Declan Doyle

Baltimore Ravens
- Title: Offensive coordinator

Personal information
- Born: March 6, 1996 (age 30) Iowa City, Iowa, U.S.

Career information
- College: Iowa Western (2015) Iowa (2016–2018)

Career history
- Iowa (2016–2018) Student assistant; New Orleans Saints (2019–2022) Offensive assistant; Denver Broncos (2023–2024) Tight ends coach; Chicago Bears (2025) Offensive coordinator; Baltimore Ravens (2026–present) Offensive coordinator;
- Coaching profile at Pro Football Reference

= Declan Doyle =

American football coach (born 1996)

Declan Doyle (born March 6, 1996) is an American professional football coach who is the offensive coordinator for the Baltimore Ravens of the National Football League (NFL). He previously served as the offensive coordinator for the Chicago Bears in 2025.
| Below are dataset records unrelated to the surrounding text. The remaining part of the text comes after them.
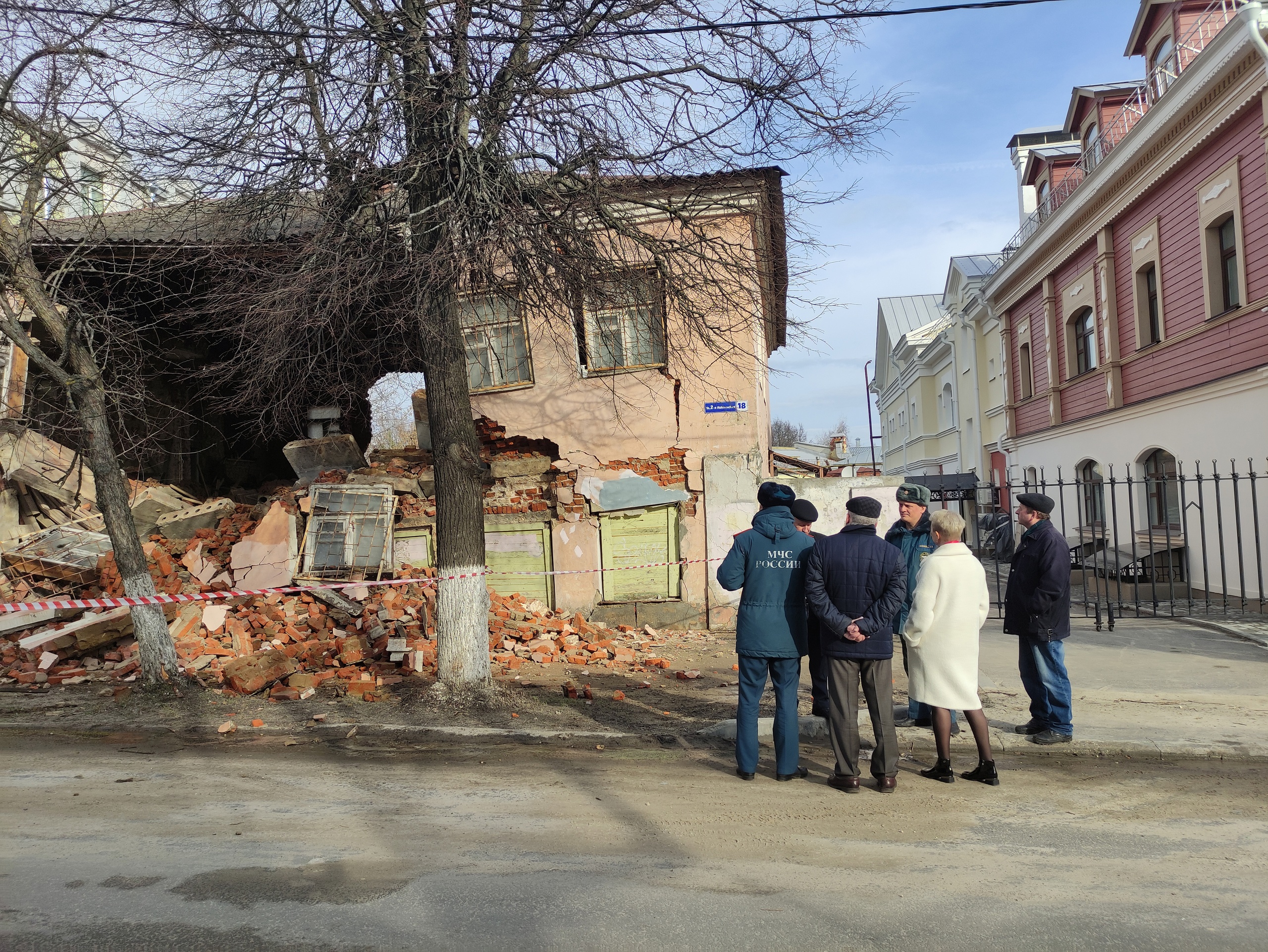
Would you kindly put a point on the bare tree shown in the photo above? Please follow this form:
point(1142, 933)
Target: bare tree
point(59, 94)
point(400, 157)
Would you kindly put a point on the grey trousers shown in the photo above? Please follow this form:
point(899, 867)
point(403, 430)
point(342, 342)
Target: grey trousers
point(878, 680)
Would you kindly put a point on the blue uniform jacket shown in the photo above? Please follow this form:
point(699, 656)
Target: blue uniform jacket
point(769, 563)
point(917, 545)
point(855, 575)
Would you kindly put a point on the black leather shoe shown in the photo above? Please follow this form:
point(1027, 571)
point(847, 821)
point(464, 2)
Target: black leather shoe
point(798, 774)
point(940, 771)
point(1052, 737)
point(984, 774)
point(850, 785)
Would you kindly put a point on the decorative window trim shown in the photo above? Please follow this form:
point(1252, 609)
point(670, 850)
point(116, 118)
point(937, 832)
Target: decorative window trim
point(1078, 295)
point(1145, 252)
point(1217, 198)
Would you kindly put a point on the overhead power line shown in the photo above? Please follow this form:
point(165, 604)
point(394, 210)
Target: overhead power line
point(500, 39)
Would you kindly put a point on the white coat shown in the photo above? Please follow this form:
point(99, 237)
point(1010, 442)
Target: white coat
point(950, 606)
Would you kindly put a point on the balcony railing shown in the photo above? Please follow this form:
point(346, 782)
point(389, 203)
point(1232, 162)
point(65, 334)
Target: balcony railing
point(1156, 84)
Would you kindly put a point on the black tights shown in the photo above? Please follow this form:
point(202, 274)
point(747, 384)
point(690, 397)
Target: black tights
point(943, 732)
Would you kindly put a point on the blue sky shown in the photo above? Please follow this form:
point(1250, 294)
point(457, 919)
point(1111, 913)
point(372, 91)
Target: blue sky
point(945, 185)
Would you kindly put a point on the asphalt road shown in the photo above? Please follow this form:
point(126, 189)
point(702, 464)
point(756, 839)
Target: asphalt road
point(134, 844)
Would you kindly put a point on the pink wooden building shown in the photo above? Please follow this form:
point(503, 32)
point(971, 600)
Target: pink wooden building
point(1135, 297)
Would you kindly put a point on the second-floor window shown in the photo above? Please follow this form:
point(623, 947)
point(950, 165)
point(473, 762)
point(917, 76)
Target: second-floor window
point(1228, 236)
point(496, 343)
point(1151, 282)
point(1027, 372)
point(1085, 341)
point(93, 189)
point(623, 327)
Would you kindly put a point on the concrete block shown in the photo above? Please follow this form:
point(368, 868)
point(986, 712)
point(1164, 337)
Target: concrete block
point(258, 671)
point(311, 457)
point(400, 484)
point(522, 466)
point(182, 524)
point(150, 505)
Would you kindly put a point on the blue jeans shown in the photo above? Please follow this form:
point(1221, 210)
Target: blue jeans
point(785, 674)
point(1043, 670)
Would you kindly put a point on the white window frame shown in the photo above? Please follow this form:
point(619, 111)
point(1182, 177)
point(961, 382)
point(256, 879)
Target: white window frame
point(624, 312)
point(492, 325)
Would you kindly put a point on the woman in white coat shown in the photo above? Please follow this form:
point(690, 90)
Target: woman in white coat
point(950, 606)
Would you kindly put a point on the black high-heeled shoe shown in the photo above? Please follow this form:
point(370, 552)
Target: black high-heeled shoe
point(984, 774)
point(940, 771)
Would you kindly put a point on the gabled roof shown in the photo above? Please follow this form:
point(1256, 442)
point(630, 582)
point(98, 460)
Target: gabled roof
point(1100, 90)
point(906, 315)
point(1050, 155)
point(972, 266)
point(1135, 39)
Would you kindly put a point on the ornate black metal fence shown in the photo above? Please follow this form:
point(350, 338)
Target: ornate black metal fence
point(1152, 538)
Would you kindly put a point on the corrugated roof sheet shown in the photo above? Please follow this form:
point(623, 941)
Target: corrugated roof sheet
point(904, 315)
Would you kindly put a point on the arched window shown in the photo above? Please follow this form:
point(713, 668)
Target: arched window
point(1092, 493)
point(1163, 66)
point(1092, 145)
point(1085, 326)
point(1164, 496)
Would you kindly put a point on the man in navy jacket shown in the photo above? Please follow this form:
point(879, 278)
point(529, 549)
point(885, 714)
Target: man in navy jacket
point(1038, 610)
point(855, 583)
point(769, 563)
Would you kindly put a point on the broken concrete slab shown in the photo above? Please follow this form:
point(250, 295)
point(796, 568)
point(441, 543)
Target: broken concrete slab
point(265, 559)
point(310, 458)
point(150, 504)
point(535, 464)
point(626, 491)
point(183, 524)
point(44, 464)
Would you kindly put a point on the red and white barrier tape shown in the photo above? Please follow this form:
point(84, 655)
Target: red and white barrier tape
point(298, 590)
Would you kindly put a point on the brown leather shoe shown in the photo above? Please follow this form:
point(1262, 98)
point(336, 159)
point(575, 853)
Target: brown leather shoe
point(850, 785)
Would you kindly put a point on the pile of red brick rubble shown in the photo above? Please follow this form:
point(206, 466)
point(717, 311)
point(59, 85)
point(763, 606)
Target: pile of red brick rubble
point(354, 642)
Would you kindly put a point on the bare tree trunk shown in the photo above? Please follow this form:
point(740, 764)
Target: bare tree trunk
point(462, 604)
point(158, 652)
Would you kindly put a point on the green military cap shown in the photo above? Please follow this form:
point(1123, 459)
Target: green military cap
point(913, 492)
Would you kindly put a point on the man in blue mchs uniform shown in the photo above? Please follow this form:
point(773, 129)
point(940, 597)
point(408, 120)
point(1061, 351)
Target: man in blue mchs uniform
point(913, 536)
point(768, 562)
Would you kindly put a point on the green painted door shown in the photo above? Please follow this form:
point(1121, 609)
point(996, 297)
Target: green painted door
point(519, 548)
point(637, 539)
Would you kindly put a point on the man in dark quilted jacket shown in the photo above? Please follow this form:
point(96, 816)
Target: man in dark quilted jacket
point(856, 582)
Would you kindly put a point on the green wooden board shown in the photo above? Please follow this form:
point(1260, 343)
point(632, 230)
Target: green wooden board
point(651, 535)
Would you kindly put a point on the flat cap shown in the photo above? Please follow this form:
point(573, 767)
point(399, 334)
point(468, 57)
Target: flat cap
point(913, 492)
point(804, 511)
point(1038, 501)
point(864, 506)
point(775, 495)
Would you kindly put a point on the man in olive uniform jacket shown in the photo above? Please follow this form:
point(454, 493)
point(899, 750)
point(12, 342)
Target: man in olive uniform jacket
point(768, 562)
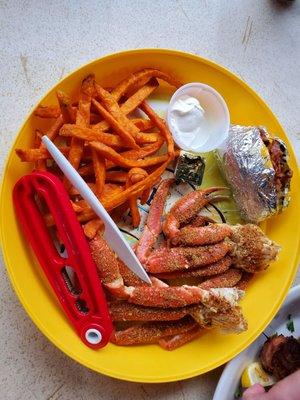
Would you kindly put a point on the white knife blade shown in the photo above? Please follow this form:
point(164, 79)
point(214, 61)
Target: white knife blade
point(112, 233)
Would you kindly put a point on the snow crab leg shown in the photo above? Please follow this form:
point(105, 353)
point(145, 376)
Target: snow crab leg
point(208, 270)
point(159, 294)
point(150, 333)
point(153, 225)
point(186, 208)
point(166, 259)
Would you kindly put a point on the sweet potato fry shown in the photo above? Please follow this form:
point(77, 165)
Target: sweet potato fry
point(76, 207)
point(123, 133)
point(92, 227)
point(139, 79)
point(47, 111)
point(143, 124)
point(116, 158)
point(135, 175)
point(99, 168)
point(114, 200)
point(33, 155)
point(161, 126)
point(116, 176)
point(138, 97)
point(54, 129)
point(133, 102)
point(82, 120)
point(87, 88)
point(67, 110)
point(74, 192)
point(135, 189)
point(113, 108)
point(88, 135)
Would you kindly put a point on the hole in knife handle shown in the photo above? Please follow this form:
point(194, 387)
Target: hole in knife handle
point(81, 306)
point(45, 212)
point(71, 280)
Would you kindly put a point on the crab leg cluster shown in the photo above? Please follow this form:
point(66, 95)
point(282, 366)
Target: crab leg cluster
point(221, 258)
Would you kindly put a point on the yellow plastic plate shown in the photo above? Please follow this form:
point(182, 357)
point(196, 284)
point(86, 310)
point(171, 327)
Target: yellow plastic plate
point(266, 293)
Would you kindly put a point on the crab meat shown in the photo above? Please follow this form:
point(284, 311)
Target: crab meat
point(172, 259)
point(186, 208)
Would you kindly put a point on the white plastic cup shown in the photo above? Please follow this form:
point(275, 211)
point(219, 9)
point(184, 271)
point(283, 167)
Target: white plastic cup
point(216, 115)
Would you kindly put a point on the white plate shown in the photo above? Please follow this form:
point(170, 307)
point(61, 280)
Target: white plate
point(230, 378)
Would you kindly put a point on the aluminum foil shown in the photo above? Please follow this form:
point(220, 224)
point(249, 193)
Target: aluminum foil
point(247, 167)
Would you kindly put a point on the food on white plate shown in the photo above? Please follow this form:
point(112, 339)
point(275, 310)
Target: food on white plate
point(189, 168)
point(255, 373)
point(111, 150)
point(280, 356)
point(198, 117)
point(256, 167)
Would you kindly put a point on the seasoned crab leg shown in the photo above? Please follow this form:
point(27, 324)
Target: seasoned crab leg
point(252, 249)
point(186, 208)
point(150, 333)
point(208, 270)
point(227, 321)
point(244, 281)
point(123, 311)
point(153, 225)
point(130, 279)
point(227, 279)
point(197, 236)
point(173, 342)
point(166, 259)
point(157, 296)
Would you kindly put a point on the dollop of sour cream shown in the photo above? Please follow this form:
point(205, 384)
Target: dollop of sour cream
point(188, 121)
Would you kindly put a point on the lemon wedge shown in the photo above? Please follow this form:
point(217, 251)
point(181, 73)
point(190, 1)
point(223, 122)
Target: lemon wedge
point(254, 373)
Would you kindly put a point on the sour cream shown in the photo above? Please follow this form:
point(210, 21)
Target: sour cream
point(198, 118)
point(187, 119)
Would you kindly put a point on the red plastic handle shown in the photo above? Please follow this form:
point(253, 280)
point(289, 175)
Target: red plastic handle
point(83, 302)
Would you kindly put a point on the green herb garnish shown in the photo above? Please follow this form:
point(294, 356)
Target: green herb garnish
point(238, 393)
point(290, 326)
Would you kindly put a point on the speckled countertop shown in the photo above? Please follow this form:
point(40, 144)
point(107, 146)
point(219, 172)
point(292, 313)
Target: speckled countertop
point(40, 42)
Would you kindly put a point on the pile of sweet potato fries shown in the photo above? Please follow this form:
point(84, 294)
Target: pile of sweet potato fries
point(112, 150)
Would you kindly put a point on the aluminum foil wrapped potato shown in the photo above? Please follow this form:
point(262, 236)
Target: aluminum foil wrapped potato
point(255, 166)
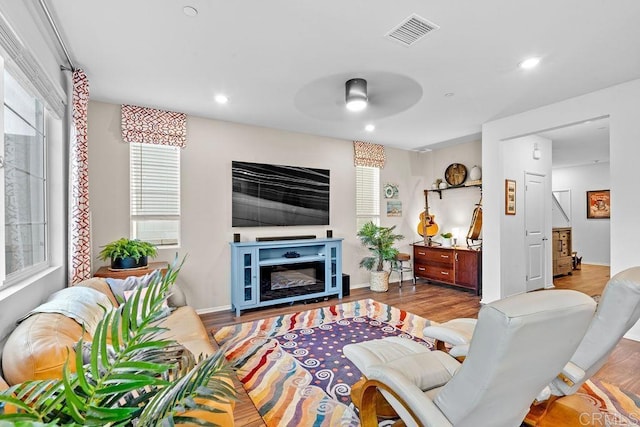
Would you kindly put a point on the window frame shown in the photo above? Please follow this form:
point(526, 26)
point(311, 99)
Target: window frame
point(373, 192)
point(20, 276)
point(134, 218)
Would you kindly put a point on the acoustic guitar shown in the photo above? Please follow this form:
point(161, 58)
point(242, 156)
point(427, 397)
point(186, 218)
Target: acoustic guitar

Doyle's NFL coaching career began as an assistant with the New Orleans Saints in 2019 as an offensive assistant. He then joined the Denver Broncos as their tight ends coach before being hired by the Chicago Bears as their offensive coordinator in 2025. On January 30, 2026, he left the Bears after one year to take the same position with the Ravens.

==Coaching career==
===Iowa===
In 2016, as a sophomore in college, Doyle transferred to the University of Iowa and became a student offensive assistant for the Iowa Hawkeyes football program. He had previously spent his freshman year at Iowa Western Community College, where he was a captain on the baseball team.

===New Orleans Saints===
In 2019, Doyle was hired by the New Orleans Saints as an offensive assistant under head coach Sean Payton. After Payton retired following the 2021 season, he remained with the Saints under new head coach Dennis Allen.

===Denver Broncos===
On February 25, 2023, Doyle was hired by the Denver Broncos as their tight ends coach to reunite with Sean Payton, who came out of retirement to become the new head coach of the Broncos.

===Chicago Bears===
On January 28, 2025, Doyle was hired by the Chicago Bears as their offensive coordinator under new head coach Ben Johnson. At the age of 28, he was the youngest offensive coordinator in the league.

With Johnson being the play caller, Doyle's main responsibility as offensive coordinator was to help him develop a game plan and study film. Johnson described hiring Doyle as him seeking somebody who would be "extremely detail oriented, organized and structured to set the table and also be willing to work late nights." Doyle was also tasked with speaking to the offense at halftime and making adjustments for the second half, which helped the Bears record seven comeback victories in 2025.

===Baltimore Ravens===
After one season with the Bears, Doyle chose to leave in order to join the staff of head coach Jesse Minter, and was hired as the offensive coordinator for the Baltimore Ravens on February 2, 2026.

==Personal life==
Doyle is the son of former Iowa football strength and conditioning coach Chris Doyle.